The Abe administration protested the letter, saying Japan needs to pass the legislation to join a 2000 U.N. treaty aimed at fighting cross-border organized crimes and denied the risk that its provisions would be arbitrarily enforced. Still, it should humbly address the concerns expressed by Cannataci — that the bill, “also known as the ‘anti-conspiracy bill’ … due to its broad scope may, if adopted into law, lead to undue restrictions on the right to privacy and freedom of expression.”

Although the government says that the primary purpose of the legislation is to prevent terrorism and organized crimes, its scope is so broad that it could cover crimes that do not seem directly related to terrorism, as Cannataci points out. Among the 277 types of crime covered by the bill are theft of forestry products in reserved forest (the Forest Law); exporting without permission and destruction of important cultural properties (the Cultural Properties Preservation Law) and violations of copyrights (the Copyright Law).

The government argues that the legislation, aimed against organizations such as crime syndicates, in principle will not target “ordinary people.” It also denies the risk of abuse by investigation authorities since the legislation requires both “planning” and “preparatory actions” for a crime to trigger investigations. But as Cannataci points out, “the definition of what an ‘organized criminal group’ is vague and not clearly limited to terrorist organizations.” This ambiguity enables the government to contend that the police can start investigations against groups of people that are not crime organizations, which could include labor unions, citizens’ groups and political parties, if the investigators determine that the purpose of their activities has turned criminal. The decision that the character of these groups has changed is believed to rest with the police, and to make a judgment on the nature of such groups’ activities, investigators will need to keep them under constant surveillance that could infringe on their rights to privacy.

Cannataci’s argument that “there is no sufficient clarification on the specific definition of ‘plan’ and ‘preparatory actions’ (which is) too vague to clarify the scope of the proscribed conducts” is a valid point. Examples cited as “preparatory actions” include procuring funds and materials, and preliminary inspection of prospective crime sites. For example, it will be difficult for the police to determine whether a person is withdrawing money from a bank account for private purposes or for criminal purposes. This provision could further increase the temptation by police to intrude on people’s privacy to find out what they are thinking and doing.

Among the list of crimes targeted in the legislation is organized obstruction of business by force, which could increase the possibility of a broad range of groups of people under police surveillance, since an action aimed at halting the construction of unwanted facilities, including a military base, could constitute a crime.

An example cited by lawyers opposing the legislation is enlightening about the danger it poses to the legitimate activities of ordinary citizens: Two citizens talk about a plan to carry out a sit-in in front of the gate of a U.S. military base construction site. One of them buys a mat for the sit-in, but the sit-in is canceled because a typhoon is coming. Although the two do not commit the crime of organizational obstruction of business by force, they could be arrested on suspicion that they planned and prepared for the act. The inclusion of the crime in the legislation can pave the way for police abuse of it as a legal tool to intimidate citizens’ groups by arresting their members.
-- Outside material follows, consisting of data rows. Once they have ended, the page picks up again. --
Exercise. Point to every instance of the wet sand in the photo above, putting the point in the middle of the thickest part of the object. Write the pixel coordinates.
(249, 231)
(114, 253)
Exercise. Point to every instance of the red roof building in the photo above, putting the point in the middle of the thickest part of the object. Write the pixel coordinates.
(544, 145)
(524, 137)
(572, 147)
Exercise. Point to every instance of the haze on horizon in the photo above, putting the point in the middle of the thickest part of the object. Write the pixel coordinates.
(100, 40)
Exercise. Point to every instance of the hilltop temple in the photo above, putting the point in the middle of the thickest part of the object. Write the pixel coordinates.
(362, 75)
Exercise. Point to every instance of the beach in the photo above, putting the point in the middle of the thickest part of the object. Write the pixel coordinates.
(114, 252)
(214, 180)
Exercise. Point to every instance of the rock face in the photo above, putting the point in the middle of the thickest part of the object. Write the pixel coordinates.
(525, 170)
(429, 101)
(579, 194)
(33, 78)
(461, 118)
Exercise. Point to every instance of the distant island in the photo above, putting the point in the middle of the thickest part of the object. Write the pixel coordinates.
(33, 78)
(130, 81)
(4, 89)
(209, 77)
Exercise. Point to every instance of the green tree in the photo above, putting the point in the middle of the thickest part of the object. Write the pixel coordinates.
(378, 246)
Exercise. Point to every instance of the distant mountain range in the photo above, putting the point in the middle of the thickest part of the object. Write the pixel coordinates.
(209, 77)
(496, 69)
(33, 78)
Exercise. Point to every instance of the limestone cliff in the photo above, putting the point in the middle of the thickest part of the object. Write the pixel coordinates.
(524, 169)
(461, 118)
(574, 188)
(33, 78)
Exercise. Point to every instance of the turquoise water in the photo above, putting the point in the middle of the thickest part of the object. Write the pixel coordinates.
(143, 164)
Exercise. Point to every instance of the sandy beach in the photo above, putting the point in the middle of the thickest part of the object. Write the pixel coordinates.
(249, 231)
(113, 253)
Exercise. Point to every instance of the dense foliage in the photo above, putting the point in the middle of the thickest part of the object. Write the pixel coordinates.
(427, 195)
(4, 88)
Japan already has legal provisions to penalize persons who engaged in preparations for a range of grave crimes such as murder, treason, arson, burglary, kidnapping and forgery of money. If the government indeed is seeking to tighten measures to prevent terrorism and organized crimes, these provisions can be tightened and expanded. The ruling coalition should once again weigh the concern that people’s basic rights can be threatened by the proposed legislation.